Every shot, every frame goes together brilliantly. I watch it again and again, and I still can't find anything wrong...not a single thing. Costuming, acting, editing, cinematography, it all sings perfection; And although there's no real message or substance to it, it's awe inspiring and powerfull, in a bent, comic way.
 
What Movie?
Dead Man
What Scene?
The final scene
What Director/Actor
Jim Jarmusch (director and writer), I'd credit him more for the writing than the directing tho...
Johnny Depp - amazing as always
AND
Neil Young - The soundtrack is just him playing along with the film on an electric guitar and it fits perfectly.
What did it do for you?
Its one of those scenes where you've enjoyed an entire movie loads and THEN on the final scene you realise what it was actually all about. All the symbolism resolves and finally makes sense.

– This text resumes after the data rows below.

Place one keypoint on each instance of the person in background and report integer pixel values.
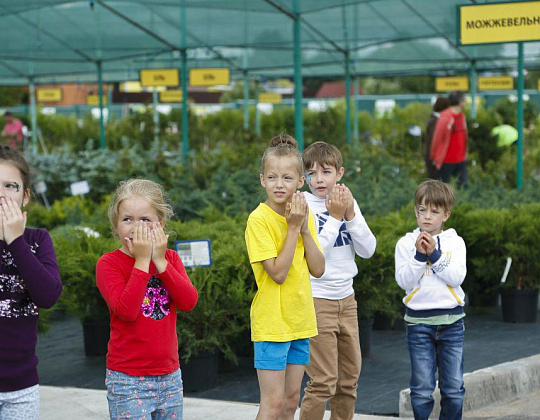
(449, 145)
(12, 133)
(441, 103)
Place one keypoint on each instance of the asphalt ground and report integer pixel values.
(488, 341)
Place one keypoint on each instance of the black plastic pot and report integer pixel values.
(382, 322)
(96, 333)
(483, 299)
(365, 326)
(519, 306)
(201, 371)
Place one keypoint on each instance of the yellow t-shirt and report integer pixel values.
(279, 312)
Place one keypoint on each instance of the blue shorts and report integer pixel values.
(159, 397)
(275, 356)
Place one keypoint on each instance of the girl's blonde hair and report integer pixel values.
(280, 146)
(149, 190)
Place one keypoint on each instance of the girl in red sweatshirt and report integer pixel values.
(143, 283)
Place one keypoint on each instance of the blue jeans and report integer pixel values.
(144, 397)
(433, 347)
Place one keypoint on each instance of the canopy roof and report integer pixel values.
(57, 41)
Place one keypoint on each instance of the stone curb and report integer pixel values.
(484, 387)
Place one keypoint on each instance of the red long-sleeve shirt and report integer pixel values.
(143, 312)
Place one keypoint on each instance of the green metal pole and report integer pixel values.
(246, 98)
(298, 111)
(356, 129)
(33, 115)
(257, 112)
(109, 100)
(347, 99)
(100, 94)
(473, 90)
(184, 76)
(521, 83)
(156, 117)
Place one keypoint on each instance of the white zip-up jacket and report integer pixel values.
(434, 282)
(340, 241)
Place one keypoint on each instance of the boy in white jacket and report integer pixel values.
(430, 267)
(335, 358)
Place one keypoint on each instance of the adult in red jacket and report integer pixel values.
(449, 146)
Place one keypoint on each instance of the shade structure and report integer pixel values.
(54, 41)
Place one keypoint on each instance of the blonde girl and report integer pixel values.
(143, 283)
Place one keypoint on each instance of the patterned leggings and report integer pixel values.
(20, 405)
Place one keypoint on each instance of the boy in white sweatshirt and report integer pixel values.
(335, 359)
(430, 267)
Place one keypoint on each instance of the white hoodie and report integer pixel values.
(339, 240)
(433, 283)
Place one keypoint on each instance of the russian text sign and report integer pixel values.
(270, 98)
(209, 77)
(446, 84)
(49, 95)
(170, 96)
(93, 100)
(499, 22)
(496, 83)
(161, 77)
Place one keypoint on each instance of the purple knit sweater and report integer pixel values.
(29, 279)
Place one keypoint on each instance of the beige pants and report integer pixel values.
(335, 361)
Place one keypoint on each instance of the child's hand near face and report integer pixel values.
(336, 202)
(425, 243)
(13, 220)
(349, 213)
(140, 246)
(296, 212)
(159, 246)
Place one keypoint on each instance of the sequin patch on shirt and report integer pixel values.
(156, 302)
(20, 304)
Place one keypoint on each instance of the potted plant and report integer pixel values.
(375, 286)
(77, 255)
(484, 232)
(519, 294)
(221, 315)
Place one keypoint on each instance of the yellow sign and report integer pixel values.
(162, 77)
(93, 100)
(133, 86)
(49, 95)
(446, 84)
(270, 98)
(502, 22)
(496, 83)
(209, 77)
(170, 96)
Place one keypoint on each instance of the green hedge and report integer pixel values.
(221, 318)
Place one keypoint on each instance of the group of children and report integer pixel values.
(302, 248)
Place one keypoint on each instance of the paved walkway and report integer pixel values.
(489, 341)
(89, 404)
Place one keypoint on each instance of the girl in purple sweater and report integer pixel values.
(29, 279)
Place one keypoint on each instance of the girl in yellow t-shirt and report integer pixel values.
(283, 250)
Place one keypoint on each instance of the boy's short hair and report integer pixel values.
(434, 193)
(323, 154)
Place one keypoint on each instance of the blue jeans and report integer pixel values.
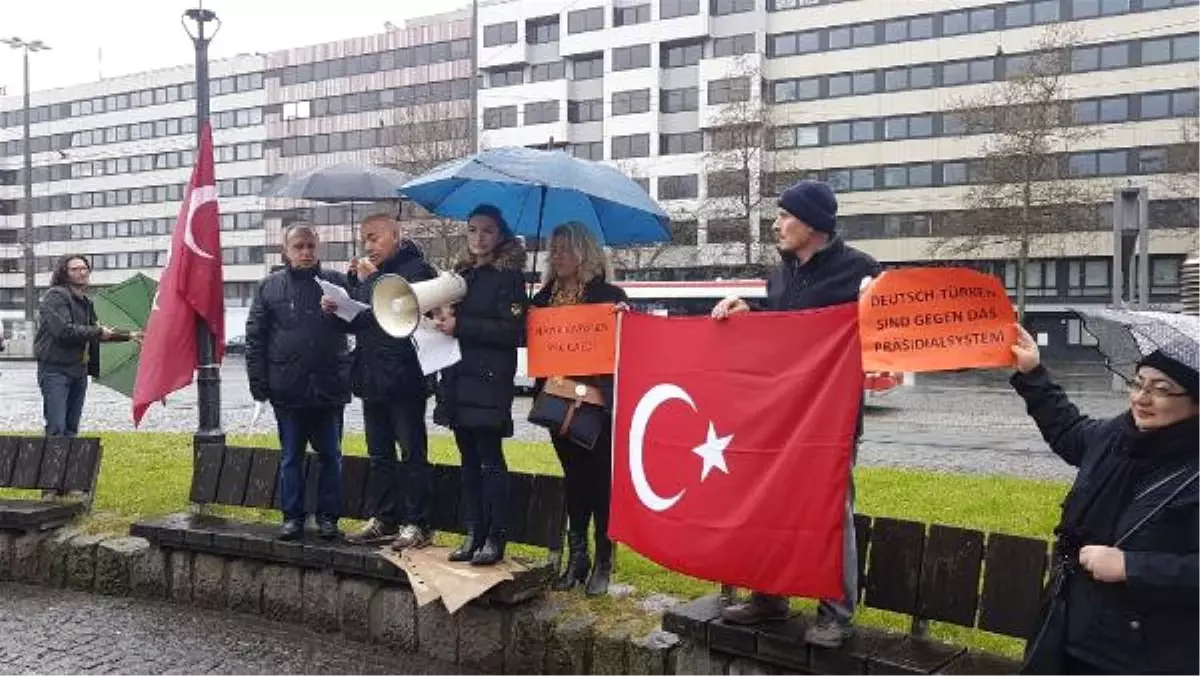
(61, 401)
(322, 428)
(485, 482)
(399, 494)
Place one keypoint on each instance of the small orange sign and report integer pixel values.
(921, 319)
(574, 340)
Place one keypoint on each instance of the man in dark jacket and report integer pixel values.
(298, 358)
(389, 380)
(67, 345)
(819, 270)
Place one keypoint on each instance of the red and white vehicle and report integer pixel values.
(676, 299)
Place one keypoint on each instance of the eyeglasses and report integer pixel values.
(1155, 389)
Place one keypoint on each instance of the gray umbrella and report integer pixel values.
(1126, 336)
(340, 183)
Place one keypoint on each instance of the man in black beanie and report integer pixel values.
(819, 270)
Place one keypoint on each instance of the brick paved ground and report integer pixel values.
(58, 632)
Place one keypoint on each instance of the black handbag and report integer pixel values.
(570, 410)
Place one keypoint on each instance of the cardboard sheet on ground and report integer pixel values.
(919, 319)
(456, 584)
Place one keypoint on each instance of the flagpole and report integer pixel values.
(208, 378)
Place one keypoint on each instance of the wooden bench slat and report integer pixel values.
(264, 476)
(83, 465)
(29, 462)
(207, 472)
(55, 455)
(949, 575)
(894, 569)
(7, 459)
(1014, 572)
(355, 471)
(234, 474)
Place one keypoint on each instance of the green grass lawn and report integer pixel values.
(147, 474)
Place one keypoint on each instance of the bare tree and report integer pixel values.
(1021, 187)
(736, 156)
(423, 138)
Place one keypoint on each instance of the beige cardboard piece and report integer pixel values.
(433, 576)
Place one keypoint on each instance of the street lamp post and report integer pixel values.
(208, 378)
(29, 239)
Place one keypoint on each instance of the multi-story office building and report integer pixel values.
(861, 94)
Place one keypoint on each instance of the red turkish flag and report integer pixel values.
(191, 288)
(732, 446)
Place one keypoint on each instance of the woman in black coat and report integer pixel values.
(1129, 537)
(475, 395)
(577, 274)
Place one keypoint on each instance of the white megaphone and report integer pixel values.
(399, 304)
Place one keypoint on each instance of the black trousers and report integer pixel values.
(588, 478)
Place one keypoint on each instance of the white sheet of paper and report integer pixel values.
(347, 307)
(435, 350)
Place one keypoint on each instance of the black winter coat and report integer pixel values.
(598, 291)
(385, 368)
(477, 393)
(297, 354)
(69, 335)
(832, 276)
(1149, 624)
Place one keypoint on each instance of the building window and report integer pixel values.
(672, 9)
(679, 100)
(629, 58)
(541, 31)
(501, 34)
(541, 112)
(733, 46)
(635, 145)
(499, 118)
(585, 21)
(545, 72)
(587, 111)
(732, 90)
(721, 7)
(681, 143)
(679, 187)
(630, 16)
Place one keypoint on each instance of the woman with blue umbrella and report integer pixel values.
(475, 395)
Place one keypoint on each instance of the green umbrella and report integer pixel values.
(125, 306)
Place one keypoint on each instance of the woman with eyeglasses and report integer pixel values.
(1125, 598)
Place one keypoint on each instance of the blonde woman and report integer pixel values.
(579, 271)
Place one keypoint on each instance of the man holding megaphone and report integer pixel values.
(388, 377)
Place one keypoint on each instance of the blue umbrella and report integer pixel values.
(537, 190)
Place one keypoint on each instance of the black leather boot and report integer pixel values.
(466, 551)
(598, 584)
(491, 552)
(577, 564)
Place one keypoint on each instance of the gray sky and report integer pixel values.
(89, 37)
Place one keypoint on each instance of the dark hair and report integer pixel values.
(60, 276)
(493, 213)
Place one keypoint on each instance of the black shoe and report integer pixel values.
(292, 530)
(491, 552)
(598, 584)
(577, 563)
(327, 530)
(466, 551)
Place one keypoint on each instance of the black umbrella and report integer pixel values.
(334, 184)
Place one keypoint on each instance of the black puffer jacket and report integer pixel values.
(598, 291)
(385, 368)
(297, 356)
(1150, 623)
(478, 392)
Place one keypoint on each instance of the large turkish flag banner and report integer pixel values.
(732, 446)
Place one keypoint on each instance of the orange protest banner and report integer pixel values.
(935, 319)
(574, 340)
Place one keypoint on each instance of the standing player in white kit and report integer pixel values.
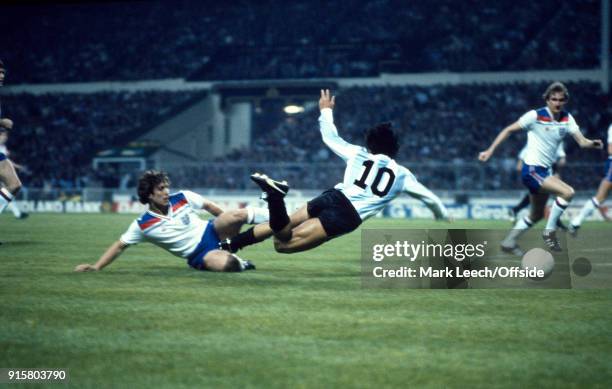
(601, 195)
(371, 180)
(546, 127)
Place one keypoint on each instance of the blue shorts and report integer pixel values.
(210, 241)
(533, 176)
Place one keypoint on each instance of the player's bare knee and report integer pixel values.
(536, 216)
(568, 194)
(232, 264)
(239, 215)
(282, 247)
(14, 187)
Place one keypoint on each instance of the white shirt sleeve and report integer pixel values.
(522, 153)
(329, 132)
(572, 126)
(528, 119)
(560, 151)
(195, 200)
(133, 235)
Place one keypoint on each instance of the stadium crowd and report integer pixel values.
(441, 128)
(57, 135)
(276, 39)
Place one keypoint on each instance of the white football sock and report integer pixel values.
(16, 211)
(586, 211)
(521, 225)
(257, 215)
(5, 198)
(556, 211)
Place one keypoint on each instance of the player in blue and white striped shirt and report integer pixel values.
(372, 179)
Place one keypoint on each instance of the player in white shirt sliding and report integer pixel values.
(10, 184)
(601, 195)
(546, 127)
(172, 224)
(371, 180)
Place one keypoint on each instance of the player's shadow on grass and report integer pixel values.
(20, 243)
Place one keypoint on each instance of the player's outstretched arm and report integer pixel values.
(585, 143)
(329, 132)
(501, 137)
(109, 256)
(6, 123)
(212, 208)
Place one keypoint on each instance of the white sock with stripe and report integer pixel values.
(521, 225)
(257, 215)
(16, 211)
(559, 206)
(586, 211)
(5, 198)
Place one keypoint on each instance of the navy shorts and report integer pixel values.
(533, 176)
(337, 214)
(210, 241)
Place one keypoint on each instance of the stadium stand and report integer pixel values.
(439, 126)
(65, 131)
(275, 39)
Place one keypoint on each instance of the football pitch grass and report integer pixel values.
(300, 320)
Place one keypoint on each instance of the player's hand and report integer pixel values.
(6, 123)
(85, 267)
(326, 101)
(597, 144)
(485, 155)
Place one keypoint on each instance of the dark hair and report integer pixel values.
(147, 183)
(556, 87)
(381, 139)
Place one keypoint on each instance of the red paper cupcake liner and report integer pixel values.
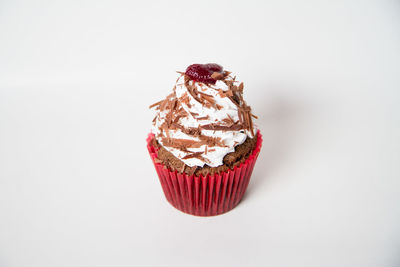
(205, 196)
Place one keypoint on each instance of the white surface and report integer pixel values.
(77, 187)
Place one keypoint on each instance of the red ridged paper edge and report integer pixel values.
(205, 196)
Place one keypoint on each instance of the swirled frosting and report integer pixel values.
(199, 123)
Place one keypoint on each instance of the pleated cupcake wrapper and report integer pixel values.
(205, 195)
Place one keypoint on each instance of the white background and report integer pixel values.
(77, 187)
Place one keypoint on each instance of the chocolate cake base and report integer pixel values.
(241, 153)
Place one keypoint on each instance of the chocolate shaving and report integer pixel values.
(193, 155)
(218, 76)
(203, 118)
(178, 143)
(156, 104)
(216, 127)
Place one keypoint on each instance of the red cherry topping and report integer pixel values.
(203, 72)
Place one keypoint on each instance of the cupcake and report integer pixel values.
(203, 142)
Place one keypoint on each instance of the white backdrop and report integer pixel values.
(77, 187)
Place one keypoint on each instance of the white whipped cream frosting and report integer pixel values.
(231, 138)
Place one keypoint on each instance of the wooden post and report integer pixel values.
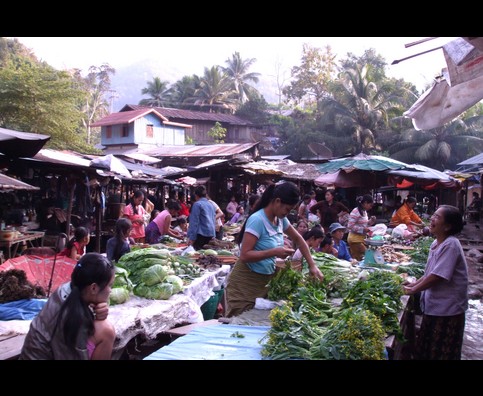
(98, 221)
(71, 184)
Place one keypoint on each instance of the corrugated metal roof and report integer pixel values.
(287, 168)
(143, 158)
(61, 157)
(8, 183)
(172, 114)
(212, 150)
(126, 117)
(209, 163)
(476, 160)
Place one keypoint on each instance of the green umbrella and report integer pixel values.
(362, 162)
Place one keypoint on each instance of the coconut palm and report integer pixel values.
(215, 91)
(159, 92)
(358, 108)
(183, 91)
(237, 72)
(440, 148)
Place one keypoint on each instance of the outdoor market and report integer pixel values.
(158, 248)
(194, 295)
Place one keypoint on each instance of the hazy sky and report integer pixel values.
(191, 54)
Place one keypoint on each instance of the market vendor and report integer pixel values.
(406, 215)
(261, 243)
(444, 290)
(161, 224)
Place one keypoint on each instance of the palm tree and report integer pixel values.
(358, 108)
(215, 91)
(440, 148)
(237, 72)
(159, 92)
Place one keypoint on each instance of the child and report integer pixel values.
(182, 226)
(76, 247)
(238, 217)
(120, 243)
(327, 246)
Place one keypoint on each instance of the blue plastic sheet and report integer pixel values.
(223, 342)
(21, 309)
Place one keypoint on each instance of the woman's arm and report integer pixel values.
(73, 253)
(104, 337)
(170, 231)
(422, 284)
(249, 255)
(305, 250)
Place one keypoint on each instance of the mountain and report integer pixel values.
(128, 82)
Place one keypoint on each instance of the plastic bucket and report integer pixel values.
(208, 309)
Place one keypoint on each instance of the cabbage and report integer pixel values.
(141, 290)
(118, 295)
(153, 275)
(176, 281)
(121, 279)
(159, 291)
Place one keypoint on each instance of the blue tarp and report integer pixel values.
(223, 342)
(21, 309)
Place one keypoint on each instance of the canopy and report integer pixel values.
(8, 183)
(361, 170)
(355, 178)
(427, 177)
(362, 162)
(47, 272)
(112, 164)
(21, 144)
(460, 89)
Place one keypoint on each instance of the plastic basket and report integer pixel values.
(208, 309)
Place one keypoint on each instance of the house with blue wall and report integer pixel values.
(141, 128)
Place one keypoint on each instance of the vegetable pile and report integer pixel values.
(151, 273)
(310, 326)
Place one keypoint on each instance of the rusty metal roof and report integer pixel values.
(173, 114)
(212, 150)
(286, 168)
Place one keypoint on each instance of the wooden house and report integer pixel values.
(238, 130)
(140, 128)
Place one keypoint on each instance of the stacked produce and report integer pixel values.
(310, 326)
(151, 273)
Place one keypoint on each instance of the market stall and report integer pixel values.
(137, 316)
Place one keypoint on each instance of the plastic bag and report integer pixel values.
(401, 231)
(378, 229)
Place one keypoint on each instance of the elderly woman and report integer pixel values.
(444, 290)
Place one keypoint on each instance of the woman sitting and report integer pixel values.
(72, 325)
(76, 247)
(406, 215)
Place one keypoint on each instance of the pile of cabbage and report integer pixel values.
(147, 273)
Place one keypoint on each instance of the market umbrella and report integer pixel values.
(21, 144)
(355, 178)
(361, 162)
(48, 272)
(425, 176)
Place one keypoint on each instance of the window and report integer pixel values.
(125, 131)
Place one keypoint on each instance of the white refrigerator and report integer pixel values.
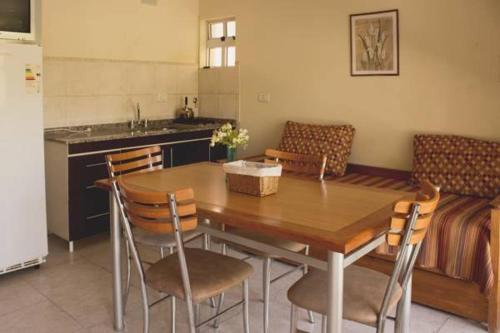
(23, 225)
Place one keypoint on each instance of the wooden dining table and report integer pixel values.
(347, 221)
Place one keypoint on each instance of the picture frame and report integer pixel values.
(375, 43)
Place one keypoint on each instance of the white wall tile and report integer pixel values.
(82, 77)
(209, 105)
(101, 91)
(228, 106)
(111, 79)
(54, 78)
(228, 80)
(141, 78)
(208, 81)
(111, 109)
(81, 110)
(54, 112)
(187, 79)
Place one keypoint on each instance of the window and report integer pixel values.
(221, 44)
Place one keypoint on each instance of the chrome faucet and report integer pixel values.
(138, 122)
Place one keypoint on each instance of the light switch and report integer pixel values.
(161, 98)
(498, 68)
(264, 98)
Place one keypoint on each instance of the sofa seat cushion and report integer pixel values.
(334, 141)
(457, 241)
(457, 164)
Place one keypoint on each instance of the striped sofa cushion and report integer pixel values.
(458, 164)
(334, 141)
(457, 242)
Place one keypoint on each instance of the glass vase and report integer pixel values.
(231, 154)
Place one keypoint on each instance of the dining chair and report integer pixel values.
(191, 274)
(136, 161)
(369, 295)
(297, 164)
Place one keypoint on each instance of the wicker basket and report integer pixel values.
(253, 178)
(257, 186)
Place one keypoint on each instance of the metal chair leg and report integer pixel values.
(266, 285)
(128, 277)
(145, 306)
(293, 319)
(192, 325)
(172, 314)
(162, 253)
(246, 316)
(219, 308)
(197, 316)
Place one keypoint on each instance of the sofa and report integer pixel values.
(457, 269)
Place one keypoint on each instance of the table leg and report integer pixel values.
(403, 311)
(335, 291)
(117, 273)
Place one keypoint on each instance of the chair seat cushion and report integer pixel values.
(259, 237)
(210, 274)
(148, 238)
(364, 291)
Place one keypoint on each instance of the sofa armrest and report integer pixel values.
(496, 202)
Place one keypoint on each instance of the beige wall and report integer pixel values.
(103, 57)
(218, 89)
(298, 51)
(156, 30)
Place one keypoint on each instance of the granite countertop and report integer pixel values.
(106, 132)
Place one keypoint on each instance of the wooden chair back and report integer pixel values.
(141, 160)
(310, 165)
(150, 210)
(408, 228)
(427, 200)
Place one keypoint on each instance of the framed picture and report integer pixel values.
(375, 43)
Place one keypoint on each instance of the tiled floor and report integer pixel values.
(72, 293)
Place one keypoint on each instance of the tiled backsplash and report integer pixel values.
(84, 91)
(219, 92)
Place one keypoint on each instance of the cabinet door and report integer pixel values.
(190, 152)
(218, 152)
(88, 205)
(166, 152)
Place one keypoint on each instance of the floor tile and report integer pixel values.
(44, 317)
(16, 294)
(73, 293)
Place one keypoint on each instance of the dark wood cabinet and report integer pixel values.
(88, 207)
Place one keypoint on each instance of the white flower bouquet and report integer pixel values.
(232, 138)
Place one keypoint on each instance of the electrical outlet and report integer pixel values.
(498, 68)
(264, 98)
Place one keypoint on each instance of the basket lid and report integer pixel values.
(255, 169)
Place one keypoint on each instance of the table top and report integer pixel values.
(339, 217)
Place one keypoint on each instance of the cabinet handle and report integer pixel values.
(94, 165)
(96, 216)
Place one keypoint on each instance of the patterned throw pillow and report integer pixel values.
(459, 165)
(334, 141)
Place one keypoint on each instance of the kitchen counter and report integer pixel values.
(106, 132)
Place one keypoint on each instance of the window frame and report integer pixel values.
(223, 42)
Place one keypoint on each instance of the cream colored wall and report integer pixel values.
(103, 57)
(155, 30)
(218, 89)
(298, 51)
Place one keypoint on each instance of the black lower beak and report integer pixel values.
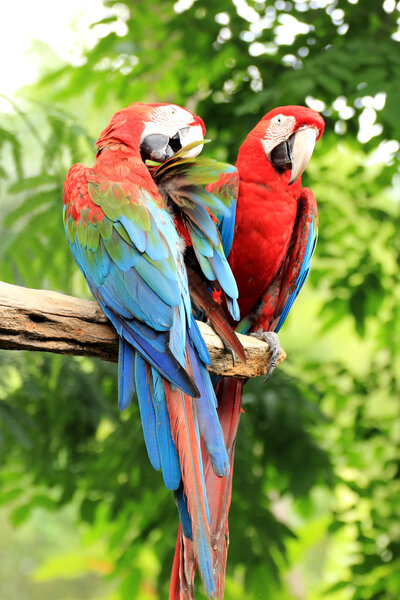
(156, 147)
(282, 155)
(159, 147)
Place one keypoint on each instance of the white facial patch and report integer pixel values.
(168, 120)
(280, 128)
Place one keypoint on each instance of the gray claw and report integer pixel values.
(271, 338)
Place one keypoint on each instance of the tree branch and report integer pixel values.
(52, 322)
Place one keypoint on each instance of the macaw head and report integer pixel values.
(288, 135)
(156, 131)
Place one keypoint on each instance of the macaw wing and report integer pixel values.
(179, 179)
(125, 245)
(227, 189)
(297, 265)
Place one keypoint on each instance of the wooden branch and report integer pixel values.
(52, 322)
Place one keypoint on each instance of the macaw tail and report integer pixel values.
(186, 435)
(219, 489)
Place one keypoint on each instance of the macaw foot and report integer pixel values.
(227, 347)
(271, 338)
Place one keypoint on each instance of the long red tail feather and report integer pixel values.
(219, 490)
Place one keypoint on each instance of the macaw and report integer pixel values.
(269, 238)
(122, 230)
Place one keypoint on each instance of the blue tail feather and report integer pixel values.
(209, 424)
(126, 374)
(147, 413)
(184, 516)
(168, 454)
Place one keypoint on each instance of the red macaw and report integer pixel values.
(269, 243)
(122, 233)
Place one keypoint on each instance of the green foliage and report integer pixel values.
(316, 496)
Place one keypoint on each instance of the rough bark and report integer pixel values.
(52, 322)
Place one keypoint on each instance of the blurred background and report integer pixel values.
(316, 501)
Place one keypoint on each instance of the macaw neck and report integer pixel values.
(118, 162)
(265, 216)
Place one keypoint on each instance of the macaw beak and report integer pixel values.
(295, 153)
(302, 149)
(160, 147)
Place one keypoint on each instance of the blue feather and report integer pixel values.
(137, 235)
(224, 274)
(163, 361)
(147, 413)
(163, 287)
(184, 516)
(169, 457)
(209, 424)
(198, 342)
(126, 374)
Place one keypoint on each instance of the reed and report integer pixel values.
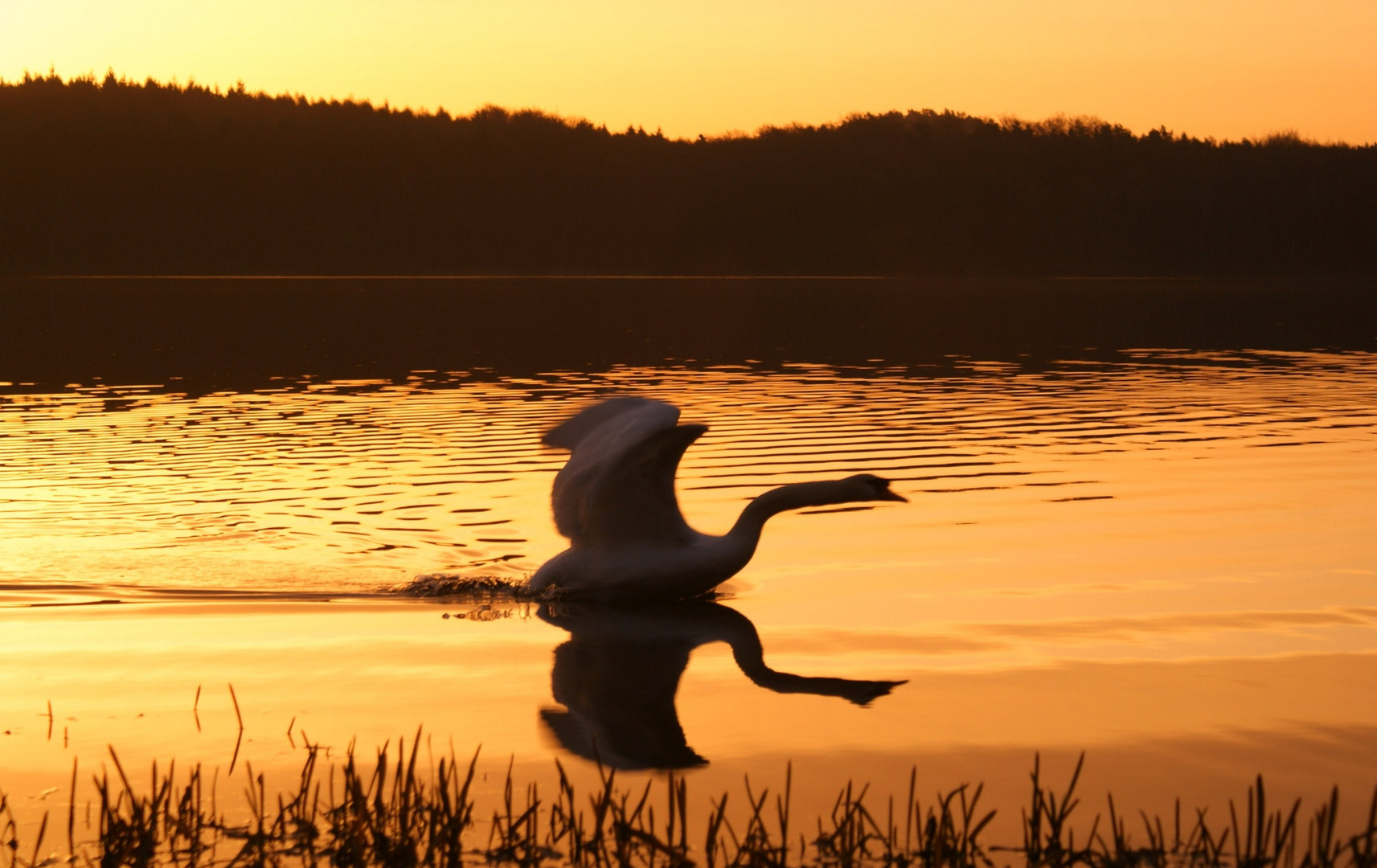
(388, 813)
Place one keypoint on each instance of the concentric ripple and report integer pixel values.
(320, 487)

I can't really describe the scene because I don't want to spoil it for anybody, but if you've seen it, I'm sure you'll know what I mean. If you haven't seen it... GO GET IT :)
 
Movie: The Exorcist
Image: Max von Sydow is driven up to the house in a taxi, gets out and is eclipsed by the beam of light coming from the bedroom out onto the street.
Director: William Friedkin
What it did: Gave an errie but realistic view of good entering the domain of evil. Fucking perfect.
It's a famous scene, but there is no better.